Although Alex Havens is not sure how to stop the tragedies resulting from unbelted traffic crashes, he would start by suggesting the state enlarge those blue signs he often passes. But their message hints at an underlying reason for their existence – and for their relative lack of effectiveness in rural areas.
“It’s a law we can live with,” reads the text under the main slogan. And for many drivers in the state’s southwest region, Virginia’s seat belt law is just that – something with which they can cope.
Police cannot stop a Virginia driver solely because an adult isn’t wearing a seat belt. The state’s seat belt law is a secondary offense, a violation that only be ticketed when a car is stopped for another violation.

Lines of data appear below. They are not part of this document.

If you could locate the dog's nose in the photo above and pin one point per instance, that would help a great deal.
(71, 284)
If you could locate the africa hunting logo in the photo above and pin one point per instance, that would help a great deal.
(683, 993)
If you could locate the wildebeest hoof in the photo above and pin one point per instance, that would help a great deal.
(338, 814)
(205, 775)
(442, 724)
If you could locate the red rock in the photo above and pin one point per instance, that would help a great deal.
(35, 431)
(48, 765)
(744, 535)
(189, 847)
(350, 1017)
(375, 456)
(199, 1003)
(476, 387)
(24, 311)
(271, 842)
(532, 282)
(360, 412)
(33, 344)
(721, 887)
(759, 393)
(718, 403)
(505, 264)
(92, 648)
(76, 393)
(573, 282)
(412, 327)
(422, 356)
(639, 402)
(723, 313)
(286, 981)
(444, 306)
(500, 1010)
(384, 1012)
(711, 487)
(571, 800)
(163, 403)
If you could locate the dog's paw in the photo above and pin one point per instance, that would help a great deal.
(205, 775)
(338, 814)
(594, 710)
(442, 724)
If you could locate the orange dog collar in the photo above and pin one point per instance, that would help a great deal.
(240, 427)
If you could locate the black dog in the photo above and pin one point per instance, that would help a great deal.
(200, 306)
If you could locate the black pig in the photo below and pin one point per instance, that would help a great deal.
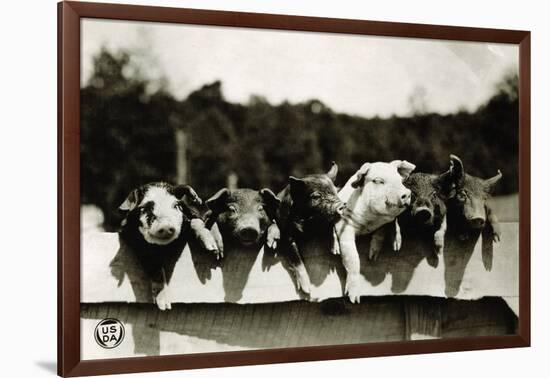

Porter said industry research has shown that a conservative perspective on the government’s role often correlates with the decision to forgo seat belts.
The many reasons drivers skip their seat belts are nearly impossible to address. And there are few surefire ways to change longstanding habits. Alex Havens said he has been convinced, but he had to learn the hard way.
A different outcome
Suffering from a sinus headache, Alex Havens left work early on July30, 2011, a little more than a year after Ernie’s crash. He took Franklin Road through town to avoid the highway’s evening traffic as he headed home to Boones Mill.
Driving south near Carilion Roanoke Memorial Hospital, Alex went over a bump and felt his 1998 Ford F-150 veer right. While he was struggling with the steering wheel, the right front tire hit the end of a concrete barrier on the bridge that crosses the Roanoke River. The truck was traveling no faster than 35 mph.
Still, the right side of the truck lifted off the ground.
“I’m coming to see you, Ernie,” Alex Havens said. “That’s the first thing I thought during that impact.”
Alex lurched forward. But the seat belt tightened around his chest and waist. The truck overturned and landed on the driver’s side.
When Alex refocused his eyes, he saw his hands resting on pavement and the tiny pieces of glass that used to be the driver’s side window of his pickup truck.
“If it hadn’t been for that seat belt, I’d have been on the dashboard or going through the glass,” he said. “My whole body was in that seat.”
The seat belt was the only thing that kept Alex off the pavement. It was the difference between his crash and the one that killed his younger brother.
“If you don’t wear it and you get caught up like I did, you’re going to pay hard. And it might inflict your whole family,” Alex said. “You don’t want that to happen.”